WISO schon wieder so einseitig?

Ein Leser macht mich darauf aufmerksam, dass gestern Abend die Sendung WISO im ZDF (hier zu finden), extrem einseitig über die wirtschaftliche Lage und über Insolvenzen in der deutschen Industrie berichtete. Und in der Tat, das ZDF schafft es, in einem langen Beitrag ausschließlich Unternehmervertreter und Unternehmerlobbyisten zu Wort kommen zu lassen. 

Die Wortbeiträge beginnen mit einer Vertreterin der DIHK, dann kommt der Metallarbeitgeberverband, dann kommt der Oberlobbyist „Professor Michael Hüther“, der als Direktor des IW begrüßt wird, ohne zu sagen, in wessen Diensten das IW (Institut der deutschen Wirtschaft, direkt finanziert von den deutschen Arbeitgeberverbänden) steht, dann kommt ein Lobbyist aus dem Mittelstand, dann ein Unternehmer und schließlich wieder Hüther, der so etwas wie den objektiven Wissenschaftler spielen darf.

Offensichtlich glaubt man im ZDF, man könne über die Probleme der deutschen Wirtschaft nur sachkundig mit der deutschen Wirtschaft reden. Wer soll schon etwas über die kranke Wirtschaft wissen, wenn nicht der Patient selbst. Es gibt anscheinend keinen Arzt, der von draußen auf die Wirtschaft schaut und vielleicht eine bessere Diagnose stellen kann.

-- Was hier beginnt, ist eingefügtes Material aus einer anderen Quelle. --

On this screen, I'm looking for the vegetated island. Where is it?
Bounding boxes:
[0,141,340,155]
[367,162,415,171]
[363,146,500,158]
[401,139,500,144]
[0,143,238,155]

Natürlich kommen dann die üblichen Floskeln heraus, die man jeden Tag von den Unternehmervertretern und deren Sprechpuppen in den Medien hören kann. Die Bürokratie, die Arbeitskosten und der Sozialstaat sind an allem schuld. 

Aus der Sicht der Unternehmen ist es völlig richtig, zu sagen, die Arbeitskosten oder die Lohnnebenkosten seien zu hoch. Klar, wenn ein Unternehmen in der Lage wäre, seine Arbeitskosten deutlich zu senken, könnte es seine Konkurrenten unterbieten. Nur leider ist die Welt nicht so. Im Falle von Arbeit fänden das allerdings die meisten deutschen Ökonomen und ihr „eingebetteter Journalismus“ als Lösung jedoch vollkommen richtig. Genauso, wie sie als Lösung jederzeit akzeptieren, dass ein Land seine Löhne unter politischen Druck senkt und seine Handelspartner unterbietet. Wir sind eben alle Merkantilisten.

Lohnsenkung für einzelne Unternehmen ist aber eine Subvention des Unternehmens durch die Arbeitnehmer, die in einer Marktwirtschaft durch nichts zu rechtfertigen ist. Lohnsenkung für alle Unternehmen eines Landes ist eine wettbewerbsverzerrende Maßnahme, die bei einem funktionierenden Handels- und Währungssystem durch Aufwertung der Währung dieses Landes oder durch Zölle der benachteiligten Länder ausgeglichen werden muss. Lohnsenkung in einer Währungsunion ist ein schwerer Verstoß gegen das Versprechen aller Länder in einer solchen Union, sich an das vereinbarte Inflationsziel zu halten (wie hier erklärt). 

So einfach ist das! Und so absurd ist es, dass ein Sender wie das ZDF weder den Mut noch den Geist hat, über solche Zusammenhänge auch nur eine Sekunde nachzudenken. Noch schlimmer aber ist es, dass der öffentlich-rechtliche Sender klar gegen seinen gesetzlichen Auftrag der Ausgewogenheit verstößt, weil er nicht einmal versucht, sich einen Kopf zu suchen, der sein eigenes Vakuum füllt.